En effet, Yellowstone propage entre ses lignes une image assez toxique de la masculinité. La série souhaite faire rayonner des valeurs traditionnelles et conservatrices des États-Unis à travers une virilité exacerbée. Dans Yellowstone, la question de qu’est-ce qu’il faut pour être un homme revient quasiment à chaque épisode. C’est une vision idéalisée des valeurs républicaines et le retour à la mythologie de l’Homme américain qui domine, qui triomphe sur ses ennemis (les cow-boys versus les Indiens, pour résumer grossièrement). En résumé, Yellowstone ne fait que recycler les tropes et les clichés toxiques d’antan, comme en témoigne le parcours de Taylor Sheridan : un homme blanc qui a grandi au Texas, entre les vaches et les conflits territoriaux qui remontent, pour la plupart, à la colonisation.
Ainsi, la série souffre d’un male gaze omniprésent, qui rend les personnages masculins détestables et les protagonistes féminins… sexistes. Beth Dutton, la fille de John incarnée par l’excellente actrice britannique Kelly Reilly, est une femme qui a copié le comportement masculin pour s’imposer dans ce milieu. Elle accumule donc des archétypes de la virilité toxique à travers une dépendance à l’alcool, la violence et le sexe, se montrant tout aussi intransigeante avec sa famille. Une femme décrite comme puissante et sûre d’elle, certes, mais définie par des atouts masculins, comme s’il était impossible de trouver une autre voie pour réussir dans la vie.

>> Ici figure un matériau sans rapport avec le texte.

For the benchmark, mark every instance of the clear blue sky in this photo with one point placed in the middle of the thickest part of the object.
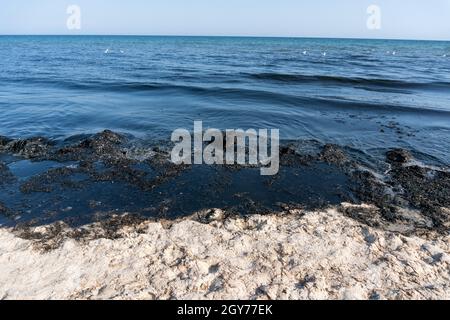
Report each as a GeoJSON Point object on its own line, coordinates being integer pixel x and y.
{"type": "Point", "coordinates": [407, 19]}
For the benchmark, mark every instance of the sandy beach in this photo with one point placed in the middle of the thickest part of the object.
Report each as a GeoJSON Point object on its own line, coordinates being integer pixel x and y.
{"type": "Point", "coordinates": [300, 255]}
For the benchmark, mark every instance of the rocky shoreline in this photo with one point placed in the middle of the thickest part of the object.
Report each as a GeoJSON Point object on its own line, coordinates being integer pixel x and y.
{"type": "Point", "coordinates": [346, 227]}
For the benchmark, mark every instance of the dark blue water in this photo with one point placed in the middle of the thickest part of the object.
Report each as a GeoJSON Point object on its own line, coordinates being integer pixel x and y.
{"type": "Point", "coordinates": [365, 94]}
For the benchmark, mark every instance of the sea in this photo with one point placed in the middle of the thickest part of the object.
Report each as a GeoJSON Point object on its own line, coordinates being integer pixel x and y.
{"type": "Point", "coordinates": [368, 95]}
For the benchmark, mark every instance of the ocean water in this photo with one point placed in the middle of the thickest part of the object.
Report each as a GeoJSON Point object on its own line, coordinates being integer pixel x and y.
{"type": "Point", "coordinates": [366, 94]}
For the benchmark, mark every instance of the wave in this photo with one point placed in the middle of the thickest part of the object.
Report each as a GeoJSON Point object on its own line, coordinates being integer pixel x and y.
{"type": "Point", "coordinates": [338, 80]}
{"type": "Point", "coordinates": [238, 94]}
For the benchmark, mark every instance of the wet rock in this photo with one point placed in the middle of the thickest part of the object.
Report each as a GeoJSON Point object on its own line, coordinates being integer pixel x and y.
{"type": "Point", "coordinates": [5, 175]}
{"type": "Point", "coordinates": [3, 209]}
{"type": "Point", "coordinates": [3, 142]}
{"type": "Point", "coordinates": [398, 156]}
{"type": "Point", "coordinates": [333, 154]}
{"type": "Point", "coordinates": [210, 215]}
{"type": "Point", "coordinates": [29, 148]}
{"type": "Point", "coordinates": [427, 190]}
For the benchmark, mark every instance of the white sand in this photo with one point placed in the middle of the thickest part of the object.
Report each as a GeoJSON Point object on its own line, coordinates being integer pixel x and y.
{"type": "Point", "coordinates": [322, 255]}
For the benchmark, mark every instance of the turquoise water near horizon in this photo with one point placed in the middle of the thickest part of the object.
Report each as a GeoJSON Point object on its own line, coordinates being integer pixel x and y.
{"type": "Point", "coordinates": [367, 94]}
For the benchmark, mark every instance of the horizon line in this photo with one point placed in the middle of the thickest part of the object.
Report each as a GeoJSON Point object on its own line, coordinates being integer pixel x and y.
{"type": "Point", "coordinates": [219, 36]}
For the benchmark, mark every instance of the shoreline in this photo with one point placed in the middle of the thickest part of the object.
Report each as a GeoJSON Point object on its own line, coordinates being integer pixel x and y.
{"type": "Point", "coordinates": [302, 255]}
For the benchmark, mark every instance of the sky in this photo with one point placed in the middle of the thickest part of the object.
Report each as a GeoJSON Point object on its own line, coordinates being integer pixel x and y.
{"type": "Point", "coordinates": [399, 19]}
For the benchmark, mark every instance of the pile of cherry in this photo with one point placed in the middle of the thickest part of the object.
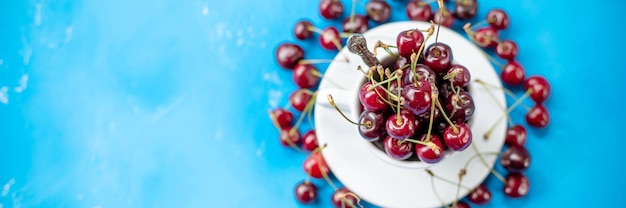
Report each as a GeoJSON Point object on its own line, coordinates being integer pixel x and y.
{"type": "Point", "coordinates": [398, 99]}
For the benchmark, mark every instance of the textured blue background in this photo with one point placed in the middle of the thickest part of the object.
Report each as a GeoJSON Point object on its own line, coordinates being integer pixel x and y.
{"type": "Point", "coordinates": [163, 103]}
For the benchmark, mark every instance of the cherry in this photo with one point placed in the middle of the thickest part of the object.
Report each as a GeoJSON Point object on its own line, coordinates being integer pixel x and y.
{"type": "Point", "coordinates": [512, 73]}
{"type": "Point", "coordinates": [409, 42]}
{"type": "Point", "coordinates": [480, 195]}
{"type": "Point", "coordinates": [302, 30]}
{"type": "Point", "coordinates": [287, 135]}
{"type": "Point", "coordinates": [465, 9]}
{"type": "Point", "coordinates": [304, 75]}
{"type": "Point", "coordinates": [540, 88]}
{"type": "Point", "coordinates": [300, 98]}
{"type": "Point", "coordinates": [343, 198]}
{"type": "Point", "coordinates": [374, 124]}
{"type": "Point", "coordinates": [331, 9]}
{"type": "Point", "coordinates": [315, 165]}
{"type": "Point", "coordinates": [438, 56]}
{"type": "Point", "coordinates": [498, 19]}
{"type": "Point", "coordinates": [419, 10]}
{"type": "Point", "coordinates": [461, 106]}
{"type": "Point", "coordinates": [378, 10]}
{"type": "Point", "coordinates": [306, 192]}
{"type": "Point", "coordinates": [401, 128]}
{"type": "Point", "coordinates": [398, 149]}
{"type": "Point", "coordinates": [516, 136]}
{"type": "Point", "coordinates": [444, 17]}
{"type": "Point", "coordinates": [517, 185]}
{"type": "Point", "coordinates": [355, 24]}
{"type": "Point", "coordinates": [538, 116]}
{"type": "Point", "coordinates": [370, 97]}
{"type": "Point", "coordinates": [309, 141]}
{"type": "Point", "coordinates": [330, 39]}
{"type": "Point", "coordinates": [282, 117]}
{"type": "Point", "coordinates": [459, 138]}
{"type": "Point", "coordinates": [507, 49]}
{"type": "Point", "coordinates": [427, 154]}
{"type": "Point", "coordinates": [288, 55]}
{"type": "Point", "coordinates": [515, 159]}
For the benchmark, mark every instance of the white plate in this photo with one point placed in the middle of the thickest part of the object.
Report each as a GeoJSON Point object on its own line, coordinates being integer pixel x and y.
{"type": "Point", "coordinates": [386, 182]}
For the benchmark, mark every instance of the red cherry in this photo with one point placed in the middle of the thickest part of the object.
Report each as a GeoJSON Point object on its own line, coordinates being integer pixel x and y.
{"type": "Point", "coordinates": [304, 75]}
{"type": "Point", "coordinates": [538, 116]}
{"type": "Point", "coordinates": [540, 88]}
{"type": "Point", "coordinates": [288, 55]}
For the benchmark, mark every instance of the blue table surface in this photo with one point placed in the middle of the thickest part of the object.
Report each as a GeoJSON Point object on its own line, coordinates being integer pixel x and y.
{"type": "Point", "coordinates": [163, 103]}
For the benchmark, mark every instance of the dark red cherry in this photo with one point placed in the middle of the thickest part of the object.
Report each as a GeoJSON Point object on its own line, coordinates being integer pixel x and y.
{"type": "Point", "coordinates": [427, 154]}
{"type": "Point", "coordinates": [331, 9]}
{"type": "Point", "coordinates": [299, 99]}
{"type": "Point", "coordinates": [540, 88]}
{"type": "Point", "coordinates": [374, 128]}
{"type": "Point", "coordinates": [409, 42]}
{"type": "Point", "coordinates": [507, 49]}
{"type": "Point", "coordinates": [303, 29]}
{"type": "Point", "coordinates": [516, 136]}
{"type": "Point", "coordinates": [315, 165]}
{"type": "Point", "coordinates": [378, 10]}
{"type": "Point", "coordinates": [438, 56]}
{"type": "Point", "coordinates": [512, 73]}
{"type": "Point", "coordinates": [309, 141]}
{"type": "Point", "coordinates": [517, 185]}
{"type": "Point", "coordinates": [288, 55]}
{"type": "Point", "coordinates": [306, 192]}
{"type": "Point", "coordinates": [498, 19]}
{"type": "Point", "coordinates": [304, 75]}
{"type": "Point", "coordinates": [419, 10]}
{"type": "Point", "coordinates": [538, 116]}
{"type": "Point", "coordinates": [480, 195]}
{"type": "Point", "coordinates": [457, 140]}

Désignée comme une série de droite, Yellowstone s’abstient toutefois de tomber dans l’écueil du racisme. Elle évite tout simplement d’en parler même si les tensions entre la famille Dutton et la réserve s’appuient clairement sur des conflits territoriaux, à savoir qui a envahi l’espace de l’autre en premier. La série partage alors un message très protectionniste, où tous les moyens sont permis quand il s’agit de protéger son bien. Les personnages appliquent leur propre justice, quitte à s’adonner aux pratiques les plus violentes.

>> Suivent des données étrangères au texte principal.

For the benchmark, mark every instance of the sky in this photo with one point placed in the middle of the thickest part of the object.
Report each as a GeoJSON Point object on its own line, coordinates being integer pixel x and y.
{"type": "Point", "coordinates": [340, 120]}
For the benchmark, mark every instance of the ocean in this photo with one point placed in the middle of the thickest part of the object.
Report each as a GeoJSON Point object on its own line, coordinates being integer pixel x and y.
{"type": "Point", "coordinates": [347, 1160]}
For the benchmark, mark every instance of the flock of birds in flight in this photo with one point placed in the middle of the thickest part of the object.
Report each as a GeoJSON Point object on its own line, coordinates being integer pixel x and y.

Mais tout ceci est analysé par un noble point de vue européen, et c’est peut-être pourquoi la popularité de Yellowstone n’a pas dépassé les frontières américaines (même si la série est disponible sur Salto en France) : c’est une œuvre qui parle du passé de l’Amérique, plus précisément dans un contexte pastoral et sudiste, et du mythe américain. Un discours conservateur et républicain entendu, apprécié et défendu par une grande partie du corps électoral de Donald Trump, et par une bonne partie des États-Unis tout simplement.

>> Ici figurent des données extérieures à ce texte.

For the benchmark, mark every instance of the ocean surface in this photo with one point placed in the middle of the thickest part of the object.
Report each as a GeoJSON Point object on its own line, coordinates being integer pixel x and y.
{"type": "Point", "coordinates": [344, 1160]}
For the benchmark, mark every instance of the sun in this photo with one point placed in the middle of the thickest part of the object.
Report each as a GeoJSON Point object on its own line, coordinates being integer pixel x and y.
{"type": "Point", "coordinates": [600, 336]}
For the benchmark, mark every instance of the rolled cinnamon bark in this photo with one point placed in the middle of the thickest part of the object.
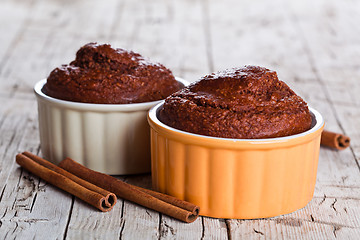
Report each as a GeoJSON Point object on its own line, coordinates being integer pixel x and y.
{"type": "Point", "coordinates": [170, 206]}
{"type": "Point", "coordinates": [334, 140]}
{"type": "Point", "coordinates": [52, 174]}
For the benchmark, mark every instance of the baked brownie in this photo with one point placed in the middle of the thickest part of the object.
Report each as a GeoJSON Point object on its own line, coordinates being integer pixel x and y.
{"type": "Point", "coordinates": [244, 103]}
{"type": "Point", "coordinates": [101, 74]}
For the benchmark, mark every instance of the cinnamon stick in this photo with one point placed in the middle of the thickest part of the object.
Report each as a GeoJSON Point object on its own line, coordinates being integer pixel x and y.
{"type": "Point", "coordinates": [168, 205]}
{"type": "Point", "coordinates": [97, 197]}
{"type": "Point", "coordinates": [334, 140]}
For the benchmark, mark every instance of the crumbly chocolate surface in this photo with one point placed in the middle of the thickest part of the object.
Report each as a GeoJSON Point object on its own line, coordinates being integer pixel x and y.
{"type": "Point", "coordinates": [243, 103]}
{"type": "Point", "coordinates": [101, 74]}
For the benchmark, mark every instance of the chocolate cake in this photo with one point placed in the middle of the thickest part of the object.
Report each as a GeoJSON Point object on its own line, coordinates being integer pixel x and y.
{"type": "Point", "coordinates": [243, 103]}
{"type": "Point", "coordinates": [101, 74]}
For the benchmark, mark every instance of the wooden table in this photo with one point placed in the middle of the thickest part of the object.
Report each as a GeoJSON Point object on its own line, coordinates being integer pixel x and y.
{"type": "Point", "coordinates": [314, 45]}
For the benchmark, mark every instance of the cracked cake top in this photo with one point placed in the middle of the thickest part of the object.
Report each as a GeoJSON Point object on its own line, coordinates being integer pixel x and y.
{"type": "Point", "coordinates": [101, 74]}
{"type": "Point", "coordinates": [244, 103]}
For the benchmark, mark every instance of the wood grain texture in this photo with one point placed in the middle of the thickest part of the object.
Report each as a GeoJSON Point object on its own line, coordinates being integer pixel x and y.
{"type": "Point", "coordinates": [314, 45]}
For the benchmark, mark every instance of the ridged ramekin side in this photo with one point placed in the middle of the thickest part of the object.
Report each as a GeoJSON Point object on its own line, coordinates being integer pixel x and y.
{"type": "Point", "coordinates": [235, 183]}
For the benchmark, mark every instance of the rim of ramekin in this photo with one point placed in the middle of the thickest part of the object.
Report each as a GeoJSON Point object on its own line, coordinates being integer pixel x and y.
{"type": "Point", "coordinates": [202, 140]}
{"type": "Point", "coordinates": [95, 106]}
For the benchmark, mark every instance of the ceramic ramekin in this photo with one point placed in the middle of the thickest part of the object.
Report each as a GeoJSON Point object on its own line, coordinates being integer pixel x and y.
{"type": "Point", "coordinates": [236, 178]}
{"type": "Point", "coordinates": [110, 138]}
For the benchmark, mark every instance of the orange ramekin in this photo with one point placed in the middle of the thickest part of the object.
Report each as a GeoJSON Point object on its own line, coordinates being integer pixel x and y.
{"type": "Point", "coordinates": [235, 178]}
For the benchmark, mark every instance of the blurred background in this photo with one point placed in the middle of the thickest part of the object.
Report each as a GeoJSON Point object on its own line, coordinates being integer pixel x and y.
{"type": "Point", "coordinates": [313, 45]}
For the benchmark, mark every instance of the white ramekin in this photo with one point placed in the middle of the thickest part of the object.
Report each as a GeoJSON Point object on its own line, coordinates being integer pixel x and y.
{"type": "Point", "coordinates": [109, 138]}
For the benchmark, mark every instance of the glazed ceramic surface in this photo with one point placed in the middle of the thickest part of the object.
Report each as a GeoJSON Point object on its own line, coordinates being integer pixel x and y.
{"type": "Point", "coordinates": [110, 138]}
{"type": "Point", "coordinates": [236, 178]}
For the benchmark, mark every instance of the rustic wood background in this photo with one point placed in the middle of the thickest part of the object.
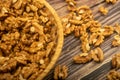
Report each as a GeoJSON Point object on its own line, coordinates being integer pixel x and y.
{"type": "Point", "coordinates": [92, 70]}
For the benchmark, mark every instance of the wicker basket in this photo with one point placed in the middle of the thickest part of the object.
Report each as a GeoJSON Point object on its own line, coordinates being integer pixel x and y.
{"type": "Point", "coordinates": [59, 42]}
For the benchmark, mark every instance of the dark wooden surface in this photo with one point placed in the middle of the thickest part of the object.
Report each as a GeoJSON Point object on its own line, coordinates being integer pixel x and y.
{"type": "Point", "coordinates": [91, 70]}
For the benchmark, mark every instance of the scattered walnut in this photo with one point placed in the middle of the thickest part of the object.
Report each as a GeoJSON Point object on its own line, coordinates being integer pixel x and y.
{"type": "Point", "coordinates": [116, 41]}
{"type": "Point", "coordinates": [116, 61]}
{"type": "Point", "coordinates": [108, 30]}
{"type": "Point", "coordinates": [71, 5]}
{"type": "Point", "coordinates": [60, 72]}
{"type": "Point", "coordinates": [82, 58]}
{"type": "Point", "coordinates": [113, 75]}
{"type": "Point", "coordinates": [117, 28]}
{"type": "Point", "coordinates": [111, 1]}
{"type": "Point", "coordinates": [103, 10]}
{"type": "Point", "coordinates": [96, 39]}
{"type": "Point", "coordinates": [97, 54]}
{"type": "Point", "coordinates": [85, 43]}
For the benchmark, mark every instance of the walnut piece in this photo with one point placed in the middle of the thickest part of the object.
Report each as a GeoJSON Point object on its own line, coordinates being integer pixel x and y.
{"type": "Point", "coordinates": [116, 61]}
{"type": "Point", "coordinates": [96, 39]}
{"type": "Point", "coordinates": [103, 10]}
{"type": "Point", "coordinates": [60, 72]}
{"type": "Point", "coordinates": [117, 28]}
{"type": "Point", "coordinates": [97, 54]}
{"type": "Point", "coordinates": [82, 58]}
{"type": "Point", "coordinates": [71, 5]}
{"type": "Point", "coordinates": [116, 41]}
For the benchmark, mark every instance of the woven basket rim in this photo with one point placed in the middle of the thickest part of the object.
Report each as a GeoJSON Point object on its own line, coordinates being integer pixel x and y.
{"type": "Point", "coordinates": [59, 42]}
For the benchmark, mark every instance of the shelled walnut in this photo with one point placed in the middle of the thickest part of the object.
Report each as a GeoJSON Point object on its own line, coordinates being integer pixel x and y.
{"type": "Point", "coordinates": [71, 5]}
{"type": "Point", "coordinates": [82, 58]}
{"type": "Point", "coordinates": [60, 72]}
{"type": "Point", "coordinates": [116, 61]}
{"type": "Point", "coordinates": [103, 10]}
{"type": "Point", "coordinates": [117, 28]}
{"type": "Point", "coordinates": [97, 54]}
{"type": "Point", "coordinates": [116, 40]}
{"type": "Point", "coordinates": [96, 39]}
{"type": "Point", "coordinates": [113, 75]}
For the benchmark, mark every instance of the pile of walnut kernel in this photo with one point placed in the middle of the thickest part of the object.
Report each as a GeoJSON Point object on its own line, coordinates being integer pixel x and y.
{"type": "Point", "coordinates": [27, 37]}
{"type": "Point", "coordinates": [114, 74]}
{"type": "Point", "coordinates": [80, 22]}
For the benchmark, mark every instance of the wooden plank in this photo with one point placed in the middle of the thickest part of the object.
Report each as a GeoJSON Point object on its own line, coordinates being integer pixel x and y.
{"type": "Point", "coordinates": [92, 70]}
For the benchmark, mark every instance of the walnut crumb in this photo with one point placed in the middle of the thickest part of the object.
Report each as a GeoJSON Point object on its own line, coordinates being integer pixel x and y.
{"type": "Point", "coordinates": [97, 54]}
{"type": "Point", "coordinates": [82, 58]}
{"type": "Point", "coordinates": [103, 10]}
{"type": "Point", "coordinates": [116, 61]}
{"type": "Point", "coordinates": [60, 72]}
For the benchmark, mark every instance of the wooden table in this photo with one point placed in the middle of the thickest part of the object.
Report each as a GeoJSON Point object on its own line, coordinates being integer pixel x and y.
{"type": "Point", "coordinates": [91, 70]}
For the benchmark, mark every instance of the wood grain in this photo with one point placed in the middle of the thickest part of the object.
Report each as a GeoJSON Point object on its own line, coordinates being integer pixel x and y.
{"type": "Point", "coordinates": [92, 70]}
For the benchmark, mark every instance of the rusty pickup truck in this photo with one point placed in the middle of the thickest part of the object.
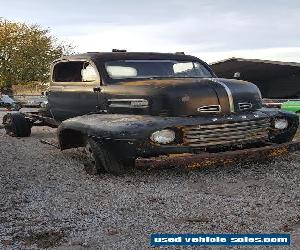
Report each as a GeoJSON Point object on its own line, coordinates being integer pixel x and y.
{"type": "Point", "coordinates": [156, 109]}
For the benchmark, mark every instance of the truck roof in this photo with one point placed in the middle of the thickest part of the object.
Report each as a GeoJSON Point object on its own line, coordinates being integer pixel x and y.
{"type": "Point", "coordinates": [104, 56]}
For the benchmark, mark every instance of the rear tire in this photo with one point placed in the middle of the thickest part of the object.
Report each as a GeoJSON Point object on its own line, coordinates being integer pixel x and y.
{"type": "Point", "coordinates": [102, 160]}
{"type": "Point", "coordinates": [16, 125]}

Là n’est pas la question de savoir si oui ou non on partage ses valeurs, propres et libres à chacun, et qui ne la définissent pas forcément comme une bonne ou une mauvaise série. Yellowstone sort non seulement du lot pour ses chiffres d’audience ahurissants, mais aussi pour son identité politique clairement de droite, nouvelle preuve que les séries sont politiques et qu’elles sont désormais un support qui prône la pluralité et la diversité. Certaines le font mieux que d’autres, ou avec un point de vue différent, mais force est de constater que la figure honorable et fière du cow-boy manque à une partie de l’Amérique, qui s’identifie à John Dutton comme elle s’identifiait à ses super-héros en cuir comme Ethan Edwards ou Thomas Dunson par le passé.
En France, les deux premières saisons de Yellowstone sont disponibles en intégralité sur Salto.